I’m starting this blog to keep myself on track and accountable. I’m about to make a big step and commit to something. I’ve never been great at follow through. I tend to go into things head first and be very enthusiastic and then it dies away and I end up leaving a trail of many half-open projects and endeavours. This is something I won’t be able to do that with. This involves me, being the best I can be and doing the best I can do. This is for me and for nobody else. I’ve decided to start the Michelle Bridges 12 week body transformation, or as people in the know call it 12WBT.

I have tried everything and anything under the sun, as you can imagine. The most weight I’ve ever lost was 5kgs on Lite N Easy and also having some guidance from my sister, who is involved in the world of active lifestyle, and has competed in Body Shaping competitions.  But now, I want to lose a minimum of 10kgs. At least! I want to lose the hips, the bum, thighs, all of it! I want it smaller. In fact, I think it’s a great day to start because when I went to put my only pair of jeans that I own on today, they started to rip! I refuse to go and buy another pair, until I can buy a smaller size!

Maybe I should start with a little about me and why I want to do this?
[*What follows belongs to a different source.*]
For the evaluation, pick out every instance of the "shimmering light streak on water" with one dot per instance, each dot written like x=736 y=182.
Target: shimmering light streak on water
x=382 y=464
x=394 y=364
I’m 32 and a married mum to 3 children under 4. I am currently a stay at home mum but have recently applied for full-time work. As a mum to young children I always feel like I’m on the go and ‘busy’; at the same time I feel like I get nothing achieved! It’s a tough battle of balance and I definitely haven’t mastered it, not sure if I ever will! I can’t join a gym, because the packing all the kids up and trekking off to a gym seems like too much hassle. I also have a husband who does a lot of overnight or lengthy travel. That means I join a gym, I pay the money and then I can’t go. I could walk around my lovely neighbourhood, however when you take 3 kids for a walk, it’s more of a leisurely stroll, not a power walk. I also have the issues of the travelling husband.

These all sound like excuses and I believe they might possibly be. In fact, these excuses are no longer valid. As of today I am putting a stop to all excuses and I’m making myself ‘do’. I can do this, I can achieve this, and I can see this through. I want to make myself a better person and I hope through this challenge I can.  I want to be more self-confident. I want to be happy with myself. I want to look in the mirror and not absolutely hate what I see. I want to buy clothes that look good on me. I don’t want to be frumpy anymore.

I have been watching a lot of the videos and reading the success stories from people who have already completed or are currently completing this challenge. They are inspiring and amazing and I aspire to be one of those stories that people can look back on and say “Wow, if she did it, I can do it.”

If you’re reading this, I need your help in a little way! I need you to hold me accountable! I find that if I am accountable to myself first, and then have others for support and back up I can achieve this. Together, we can help discover myself one gram loss at a time!

I’m just about to go and sign up and pay the money! Look out for updates soon as I start on this journey, join me in the ups and downs. I can’t wait to hear your stories too!

Emotions: Excited, Nervous, A little Scared, Determined.